"Well, thank you Ms. Himmelstein," I said after a short period of silence. "Remember, if you remember anything that might be helpful in the investigation, call me."
Rebekah said nothing.
I looked at Herman and then back at Rebekah. "Have a better day," I said solemnly. I turned, grabbed Herman by the shoulder, and walked out the door.
The door slammed behind us.
I smiled to myself as we walked down the driveway to our cars.
"Hey Marc," Herman said quietly as we approached the car.
I shifted my gaze to him. The first thing I noticed was that he was biting his lip. The second thing I noticed was that he was slightly red. Flustered, almost. "What's up?" I asked, opening the car door.
He cleared his throat. "That Rebekah girl, do you think I---"
"No," I said with a chuckle. "I don't, Herman. You can't sleep with suspects."
Herman's eyes widened. "I never suggested that I wanted to sleep with her!"
I raised an eyebrow. "Whenever you talk to her your voice shoots up an octave and sounds like someone cut a hole in your vocal chords. When you stand by her you put your hands behind your back and lock your fingers, so that you won't accidentally just lose it and start feeling her all over. When you look at her you fall into a dazed stare. When she talks to you your legs are crossed and you look as though every word she's saying is going in one ear and out the other. When she---"
"I get it, I get it!" Herman snapped. He looked over his shoulder at the house and sighed. "Anyway, she's not a suspect. Her alibi is legit. I triple checked."
"Came prepared, eh?" I said with a smirk.
Herman shot me a look. I shrugged and climbed in the car. He opened the door and stepped in. "I just don't see why I can't even ask her out to dinner. What's wrong with a little dinner?" he asked with another deep sigh.
"I have no problem with it, personally," I said with a nod. "Usually I would, but you're right. There's no way that she could have murdered him. She was out of town. At the same time, though, she could have arranged for someone else to kill him."
"Possible," Herman admitted. "But unlikely."
"I agree," I said.
Silence consumed the car.
"So," I said slowly. "Are you going or aren't you?"
Herman frowned. "What?"
"Go ask her if she wants to go out for dinner!"
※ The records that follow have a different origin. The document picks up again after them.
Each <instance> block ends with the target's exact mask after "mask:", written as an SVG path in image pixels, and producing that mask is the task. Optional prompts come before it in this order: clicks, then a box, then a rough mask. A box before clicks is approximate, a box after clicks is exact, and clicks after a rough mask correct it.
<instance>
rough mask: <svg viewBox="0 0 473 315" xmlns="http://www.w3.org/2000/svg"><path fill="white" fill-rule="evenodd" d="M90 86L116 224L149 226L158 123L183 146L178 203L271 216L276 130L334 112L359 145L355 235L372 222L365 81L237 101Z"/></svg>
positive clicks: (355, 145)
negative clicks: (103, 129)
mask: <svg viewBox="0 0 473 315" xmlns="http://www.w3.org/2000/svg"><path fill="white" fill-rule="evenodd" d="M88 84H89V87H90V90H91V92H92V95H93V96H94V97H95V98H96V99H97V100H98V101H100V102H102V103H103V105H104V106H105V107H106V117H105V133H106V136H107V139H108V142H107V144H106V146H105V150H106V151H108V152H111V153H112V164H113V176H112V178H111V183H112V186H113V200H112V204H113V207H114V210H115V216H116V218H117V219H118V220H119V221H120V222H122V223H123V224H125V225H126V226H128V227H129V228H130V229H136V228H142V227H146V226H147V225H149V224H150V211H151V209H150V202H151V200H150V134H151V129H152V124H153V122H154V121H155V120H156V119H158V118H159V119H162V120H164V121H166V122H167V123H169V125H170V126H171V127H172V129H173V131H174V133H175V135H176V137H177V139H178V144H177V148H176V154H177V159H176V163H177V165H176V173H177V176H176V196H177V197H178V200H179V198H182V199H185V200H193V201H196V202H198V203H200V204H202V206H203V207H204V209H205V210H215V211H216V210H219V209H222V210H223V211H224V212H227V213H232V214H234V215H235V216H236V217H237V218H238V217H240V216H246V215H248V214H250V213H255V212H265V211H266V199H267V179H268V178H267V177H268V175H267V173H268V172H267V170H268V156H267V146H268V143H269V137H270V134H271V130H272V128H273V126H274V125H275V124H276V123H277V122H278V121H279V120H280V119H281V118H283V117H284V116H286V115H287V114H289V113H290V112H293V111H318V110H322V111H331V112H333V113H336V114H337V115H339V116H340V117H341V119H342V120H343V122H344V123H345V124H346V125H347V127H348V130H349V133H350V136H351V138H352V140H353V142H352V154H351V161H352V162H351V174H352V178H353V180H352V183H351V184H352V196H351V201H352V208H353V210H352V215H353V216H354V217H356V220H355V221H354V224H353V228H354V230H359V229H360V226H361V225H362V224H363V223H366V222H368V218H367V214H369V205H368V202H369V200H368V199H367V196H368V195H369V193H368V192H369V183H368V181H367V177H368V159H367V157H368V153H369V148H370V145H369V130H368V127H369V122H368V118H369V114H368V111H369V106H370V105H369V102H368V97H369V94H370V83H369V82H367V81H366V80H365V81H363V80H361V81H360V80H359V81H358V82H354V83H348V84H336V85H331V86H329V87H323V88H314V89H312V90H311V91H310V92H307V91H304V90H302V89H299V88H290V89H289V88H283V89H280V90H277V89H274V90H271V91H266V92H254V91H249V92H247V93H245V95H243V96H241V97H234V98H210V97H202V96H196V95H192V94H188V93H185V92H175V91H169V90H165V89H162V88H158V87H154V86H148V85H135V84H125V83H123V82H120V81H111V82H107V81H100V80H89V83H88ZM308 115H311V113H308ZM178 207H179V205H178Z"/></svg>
Herman looked at the house and then back at me. "Are you nuts?!"
"Are you nervous?"
Herman looked shocked. "Me? Nervous? Not in the slightest!"
"I think you've lost your touch, Clyde."
Next thing I knew, the car door flew open and Herman was marching up to the house. I grinned widely as he knocked on the door. The door opened, and from what I could tell, Rebekah had answered the door. Herman was talking to her, motioning a little with his hands. The big moment, I thought as I saw him motion at her and then at himself. No one moved. I couldn't see Rebekah's face, but it looked like a smile to me.
I must have been wrong, because Rebekah suddenly lashed out and slapped Clyde across the face. She slammed the door. I stared, my smug smile turning into a smile of suppressed laughter. Herman turned slowly. He walked back towards the car. He approached the car and climbed in, still holding the redder of his two red cheeks.
I swallowed. There was awkward silence for a few seconds.
"Don't say a word," he muttered.
I chuckled. "Wasn't going to."
I started the car and backed up. Herman sighed.
"Need some ice?" I asked, trying as hard as I could not to laugh. It was in vain. I suddenly exploded in laughter, pounding my fist against the wheel. In retaliation, Herman punched me in the shoulder. Regardless, my laughter didn't let up. Herman was laughing too by this time. We continued laughing all the way to the station.